Oh well, I guess Im just venting.

IMHO, John C.


Although I was never a Bob Dylan fan and still aren't I share your opinion that more and more of the music I enjoy most is being played in elevators.


[This message has been edited by Stephenm52 (edited 05-16-2007).][/B]


If your music is played in elevators it means that you've made it. Muzak is a multi-billion dollar business.

I find the following reply rather interesting especially since to me a record has that "something"special a digital recording doesn't have. Perhaps it's just nostalgia but, and I think I speak for others, just buying a record was an event.

""You listen to these modern records, they're atrocious, they have sound all over them," he added. "There's no definition of nothing, no vocal, no nothing, just like ... static."

Maybe Dylan is over-stating his point, but there is some truth to what he says in my opinion.

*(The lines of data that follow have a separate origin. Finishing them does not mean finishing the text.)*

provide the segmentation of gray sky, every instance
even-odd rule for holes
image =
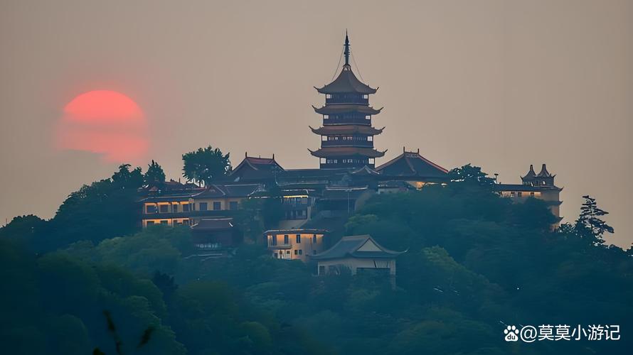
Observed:
[[[610,241],[633,241],[633,1],[0,1],[0,217],[50,217],[117,164],[53,148],[64,106],[116,90],[145,112],[154,158],[212,144],[234,165],[273,153],[316,168],[308,125],[324,102],[345,28],[365,82],[380,89],[375,144],[518,182],[546,163],[564,222],[590,194]],[[143,163],[144,168],[147,163]],[[538,172],[538,171],[537,171]]]

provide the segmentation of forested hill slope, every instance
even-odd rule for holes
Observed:
[[[46,222],[20,219],[0,229],[2,352],[629,354],[631,250],[607,246],[596,214],[551,231],[544,202],[512,204],[479,182],[377,195],[349,218],[347,234],[408,250],[395,289],[371,275],[316,277],[254,244],[186,258],[186,228],[86,234],[36,254]],[[619,325],[620,339],[506,342],[513,324]]]

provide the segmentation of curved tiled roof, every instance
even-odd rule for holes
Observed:
[[[349,65],[343,66],[343,70],[336,79],[323,87],[315,87],[321,94],[341,94],[346,92],[357,94],[375,94],[378,89],[370,87],[369,85],[361,82],[351,71]]]
[[[376,170],[390,176],[445,178],[448,173],[444,168],[415,152],[404,152]]]
[[[321,148],[317,151],[310,151],[310,153],[319,158],[328,157],[346,157],[361,155],[368,158],[380,158],[385,155],[384,152],[376,151],[371,148],[357,148],[357,147],[325,147]]]
[[[363,248],[366,245],[368,247]],[[311,256],[316,260],[343,258],[390,258],[405,253],[389,250],[376,243],[369,234],[344,236],[334,246],[323,253]]]
[[[329,134],[353,133],[373,136],[375,134],[380,134],[383,133],[383,130],[385,129],[385,127],[378,129],[375,129],[371,126],[363,126],[358,124],[334,124],[324,126],[323,127],[320,127],[318,129],[313,129],[312,127],[310,127],[310,129],[312,130],[312,132],[316,134],[320,134],[321,136],[327,136]]]

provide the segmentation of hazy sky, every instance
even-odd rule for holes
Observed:
[[[0,0],[0,217],[53,215],[117,164],[54,148],[64,106],[94,89],[144,111],[147,160],[168,177],[212,144],[236,165],[273,153],[316,168],[308,125],[345,28],[384,106],[388,148],[519,182],[546,163],[564,187],[563,222],[583,195],[633,241],[633,1],[31,1]],[[142,163],[144,168],[147,162]]]

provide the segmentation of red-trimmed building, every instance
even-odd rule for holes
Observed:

I find with modern recordings, that the soundstage is so locked into a central window that you don't get the raw feel that used to come when stereo was in its infancy. Maybe a lot of members here don't recall that far back, but I sure do. Perhaps stereo recording was a novelty that the recording engineers were experimenting with, but it just sounded more real 'back in the day'. Offtimes they use to direct specific instruments to a left speaker and another to the right and leave it locked there for the whole song. Yeah, you could localize the speaker, but it just seemed more real than this "definition of nothing" that Dylan speaks of......

Any thoughts?

brucek"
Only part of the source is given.